Akka and actor usecase

I know Akka can create a lot of Actor, each platform thread can handle a lot Actor, so is Actor equal Object in Java ? When will Actor die ? What happen if we have a lot of Actor, cause to OutOfMemory ?
Does Akka is a solution for Race conditions, Producer-Consumer problem ?
Thank you so much

An actor is similar to an object, in that it encapsulates state (and since everything that’s not a primitive on the JVM is an object an actor is ultimately represented by an object). An actor “lives” forever until it fails (e.g. throws an uncaught exception while processing a message) or is explicitly stopped (i.e. there is no automatic lifecycle management or garbage collection).

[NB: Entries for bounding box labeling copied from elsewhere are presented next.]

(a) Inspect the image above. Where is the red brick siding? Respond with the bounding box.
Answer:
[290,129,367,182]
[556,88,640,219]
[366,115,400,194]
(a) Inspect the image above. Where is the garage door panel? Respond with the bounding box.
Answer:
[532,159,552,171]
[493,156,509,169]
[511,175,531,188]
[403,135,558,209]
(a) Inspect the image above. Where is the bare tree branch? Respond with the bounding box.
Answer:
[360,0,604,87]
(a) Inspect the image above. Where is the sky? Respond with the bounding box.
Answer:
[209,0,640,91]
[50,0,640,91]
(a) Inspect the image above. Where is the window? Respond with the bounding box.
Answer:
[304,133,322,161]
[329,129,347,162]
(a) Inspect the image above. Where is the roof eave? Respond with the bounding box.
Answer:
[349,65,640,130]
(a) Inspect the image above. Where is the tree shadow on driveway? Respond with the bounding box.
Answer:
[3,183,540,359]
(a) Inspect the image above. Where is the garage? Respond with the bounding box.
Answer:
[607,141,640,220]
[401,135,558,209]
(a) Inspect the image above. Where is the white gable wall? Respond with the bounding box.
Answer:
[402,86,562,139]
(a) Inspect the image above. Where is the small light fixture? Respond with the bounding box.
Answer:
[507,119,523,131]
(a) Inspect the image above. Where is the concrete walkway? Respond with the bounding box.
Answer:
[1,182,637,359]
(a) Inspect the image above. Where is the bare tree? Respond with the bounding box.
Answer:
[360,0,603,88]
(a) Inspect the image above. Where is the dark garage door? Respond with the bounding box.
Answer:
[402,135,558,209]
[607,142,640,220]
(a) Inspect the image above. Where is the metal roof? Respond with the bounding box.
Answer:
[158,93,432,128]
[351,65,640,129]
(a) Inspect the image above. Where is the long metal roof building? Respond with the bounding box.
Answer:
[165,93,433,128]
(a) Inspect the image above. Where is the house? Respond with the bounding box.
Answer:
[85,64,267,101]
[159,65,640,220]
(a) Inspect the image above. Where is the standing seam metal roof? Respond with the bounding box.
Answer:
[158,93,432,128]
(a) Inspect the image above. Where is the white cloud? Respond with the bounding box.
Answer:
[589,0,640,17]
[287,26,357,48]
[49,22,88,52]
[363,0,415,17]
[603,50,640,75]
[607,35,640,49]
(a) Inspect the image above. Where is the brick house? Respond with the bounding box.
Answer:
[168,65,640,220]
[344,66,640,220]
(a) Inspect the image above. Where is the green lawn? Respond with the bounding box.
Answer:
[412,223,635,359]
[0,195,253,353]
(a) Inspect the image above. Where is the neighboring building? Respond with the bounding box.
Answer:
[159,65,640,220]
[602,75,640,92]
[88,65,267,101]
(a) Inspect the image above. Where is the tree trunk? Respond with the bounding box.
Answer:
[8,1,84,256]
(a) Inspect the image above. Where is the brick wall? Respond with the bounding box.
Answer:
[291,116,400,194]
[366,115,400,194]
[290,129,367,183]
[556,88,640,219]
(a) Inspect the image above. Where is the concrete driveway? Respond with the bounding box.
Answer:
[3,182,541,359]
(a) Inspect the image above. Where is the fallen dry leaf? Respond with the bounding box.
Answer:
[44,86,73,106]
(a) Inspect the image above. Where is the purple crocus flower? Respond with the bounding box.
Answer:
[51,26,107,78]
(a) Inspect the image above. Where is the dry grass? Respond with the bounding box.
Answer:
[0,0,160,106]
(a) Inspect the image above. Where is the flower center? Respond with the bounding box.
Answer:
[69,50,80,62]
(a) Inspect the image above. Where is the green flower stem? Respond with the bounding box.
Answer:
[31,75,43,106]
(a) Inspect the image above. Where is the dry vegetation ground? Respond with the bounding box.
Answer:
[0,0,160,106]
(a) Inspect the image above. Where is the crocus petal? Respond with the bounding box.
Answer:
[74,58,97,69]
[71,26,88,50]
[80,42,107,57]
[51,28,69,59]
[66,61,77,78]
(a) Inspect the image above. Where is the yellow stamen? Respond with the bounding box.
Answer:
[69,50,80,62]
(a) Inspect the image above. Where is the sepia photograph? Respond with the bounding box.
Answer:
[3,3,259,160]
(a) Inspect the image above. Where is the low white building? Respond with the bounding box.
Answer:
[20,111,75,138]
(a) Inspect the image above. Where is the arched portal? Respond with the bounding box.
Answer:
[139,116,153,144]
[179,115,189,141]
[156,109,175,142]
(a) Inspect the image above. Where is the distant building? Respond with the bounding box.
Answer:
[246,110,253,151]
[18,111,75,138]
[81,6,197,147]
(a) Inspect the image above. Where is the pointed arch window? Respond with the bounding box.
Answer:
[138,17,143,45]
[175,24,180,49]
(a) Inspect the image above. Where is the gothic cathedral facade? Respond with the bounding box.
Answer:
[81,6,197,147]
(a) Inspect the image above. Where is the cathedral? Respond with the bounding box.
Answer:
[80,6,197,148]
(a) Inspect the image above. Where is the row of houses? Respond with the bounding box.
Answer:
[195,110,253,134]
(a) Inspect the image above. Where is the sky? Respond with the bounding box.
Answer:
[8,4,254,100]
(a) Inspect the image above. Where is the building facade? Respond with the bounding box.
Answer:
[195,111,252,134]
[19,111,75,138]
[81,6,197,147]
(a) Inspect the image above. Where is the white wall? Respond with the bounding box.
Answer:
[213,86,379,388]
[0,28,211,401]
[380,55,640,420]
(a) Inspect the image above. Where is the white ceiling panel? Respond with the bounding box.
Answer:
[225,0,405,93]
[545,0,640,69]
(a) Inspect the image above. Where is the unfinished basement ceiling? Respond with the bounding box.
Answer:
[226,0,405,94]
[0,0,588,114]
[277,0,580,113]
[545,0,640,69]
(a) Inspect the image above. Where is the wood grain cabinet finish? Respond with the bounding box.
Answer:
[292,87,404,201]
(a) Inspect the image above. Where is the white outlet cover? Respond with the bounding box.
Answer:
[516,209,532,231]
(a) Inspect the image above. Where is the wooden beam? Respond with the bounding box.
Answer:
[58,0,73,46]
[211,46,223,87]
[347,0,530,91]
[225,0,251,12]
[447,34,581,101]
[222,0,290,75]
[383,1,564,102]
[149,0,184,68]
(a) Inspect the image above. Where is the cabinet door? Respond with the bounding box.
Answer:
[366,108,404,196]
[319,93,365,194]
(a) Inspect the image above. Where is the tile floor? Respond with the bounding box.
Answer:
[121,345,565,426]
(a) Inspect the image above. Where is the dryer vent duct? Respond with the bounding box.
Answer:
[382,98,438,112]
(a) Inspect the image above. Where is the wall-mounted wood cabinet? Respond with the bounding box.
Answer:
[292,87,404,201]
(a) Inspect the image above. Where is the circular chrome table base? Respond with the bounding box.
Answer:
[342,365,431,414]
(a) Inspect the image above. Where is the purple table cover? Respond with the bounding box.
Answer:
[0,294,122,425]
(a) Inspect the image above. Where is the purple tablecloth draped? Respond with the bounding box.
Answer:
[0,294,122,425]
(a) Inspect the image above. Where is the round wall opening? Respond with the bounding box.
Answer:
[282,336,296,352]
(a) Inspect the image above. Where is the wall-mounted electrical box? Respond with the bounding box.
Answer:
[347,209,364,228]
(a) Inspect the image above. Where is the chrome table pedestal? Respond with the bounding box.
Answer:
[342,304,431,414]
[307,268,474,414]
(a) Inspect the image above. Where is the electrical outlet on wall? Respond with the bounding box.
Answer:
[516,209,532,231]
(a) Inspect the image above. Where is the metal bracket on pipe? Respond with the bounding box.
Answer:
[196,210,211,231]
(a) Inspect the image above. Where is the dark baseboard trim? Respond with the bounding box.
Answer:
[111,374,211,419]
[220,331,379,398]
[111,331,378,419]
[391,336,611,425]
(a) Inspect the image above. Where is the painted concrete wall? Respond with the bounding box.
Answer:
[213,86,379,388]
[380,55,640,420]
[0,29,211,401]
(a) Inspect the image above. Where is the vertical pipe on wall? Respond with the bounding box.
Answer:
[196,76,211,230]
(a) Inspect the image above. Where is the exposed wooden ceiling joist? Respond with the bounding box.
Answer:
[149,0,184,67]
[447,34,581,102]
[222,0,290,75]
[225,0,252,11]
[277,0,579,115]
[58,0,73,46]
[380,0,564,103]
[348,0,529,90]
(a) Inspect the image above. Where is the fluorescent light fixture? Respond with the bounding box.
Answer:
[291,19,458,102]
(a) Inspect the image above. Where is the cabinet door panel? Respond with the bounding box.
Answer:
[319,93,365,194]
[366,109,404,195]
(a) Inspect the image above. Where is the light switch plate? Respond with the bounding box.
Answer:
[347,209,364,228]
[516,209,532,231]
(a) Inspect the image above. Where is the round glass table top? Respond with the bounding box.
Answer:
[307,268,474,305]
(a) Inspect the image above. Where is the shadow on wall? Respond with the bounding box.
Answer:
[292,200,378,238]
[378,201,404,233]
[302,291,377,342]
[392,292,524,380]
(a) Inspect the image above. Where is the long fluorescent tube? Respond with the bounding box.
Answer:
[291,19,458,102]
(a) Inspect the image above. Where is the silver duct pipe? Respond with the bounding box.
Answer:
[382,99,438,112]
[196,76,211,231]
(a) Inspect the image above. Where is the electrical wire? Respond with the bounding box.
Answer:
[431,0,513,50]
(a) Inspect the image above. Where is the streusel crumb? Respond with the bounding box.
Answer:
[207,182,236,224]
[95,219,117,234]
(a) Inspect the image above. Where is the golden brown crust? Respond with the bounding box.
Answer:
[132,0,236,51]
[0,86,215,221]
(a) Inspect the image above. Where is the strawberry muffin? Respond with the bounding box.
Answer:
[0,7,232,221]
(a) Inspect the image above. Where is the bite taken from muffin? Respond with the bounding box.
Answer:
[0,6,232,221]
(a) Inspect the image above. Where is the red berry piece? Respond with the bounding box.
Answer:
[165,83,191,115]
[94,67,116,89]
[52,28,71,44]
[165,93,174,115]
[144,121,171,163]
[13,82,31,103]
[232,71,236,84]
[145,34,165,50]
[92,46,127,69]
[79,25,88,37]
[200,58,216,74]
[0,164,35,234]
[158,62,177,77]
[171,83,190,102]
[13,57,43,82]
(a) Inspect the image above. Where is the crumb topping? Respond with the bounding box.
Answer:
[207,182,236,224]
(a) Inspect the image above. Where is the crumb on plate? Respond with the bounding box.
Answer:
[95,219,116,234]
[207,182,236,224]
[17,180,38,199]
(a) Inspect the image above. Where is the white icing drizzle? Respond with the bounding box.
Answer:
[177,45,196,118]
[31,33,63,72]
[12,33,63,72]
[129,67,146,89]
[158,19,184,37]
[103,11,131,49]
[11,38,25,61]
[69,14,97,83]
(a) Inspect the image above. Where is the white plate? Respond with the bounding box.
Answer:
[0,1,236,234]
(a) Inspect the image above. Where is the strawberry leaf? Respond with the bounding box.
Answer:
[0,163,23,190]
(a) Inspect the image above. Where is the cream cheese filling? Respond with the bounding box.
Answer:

It is possible, given enough actors holding onto enough state, to have an OutOfMemoryError. Since the overhead of an Akka actor is in the hundreds of bytes on most JVMs, actors carrying a lot of state around is the most typical cause of OOM in an Akka application.

Because actors encapsulate their execution by only processing one message at a time, categories of race conditions, especially those involving interleaved mutations, can be prevented. Data races involving state inside an actor and state not in an actor or in another actor can still occur, though the message ordering guarantees can lead to solutions in that regard as well.

For producer-consumer problems, there are some well-defined patterns for solving these with actors. In fact, the patterns are so well-defined that Akka Streams implements those patterns in terms of actors, so that one would typically reach for Akka Streams when solving those.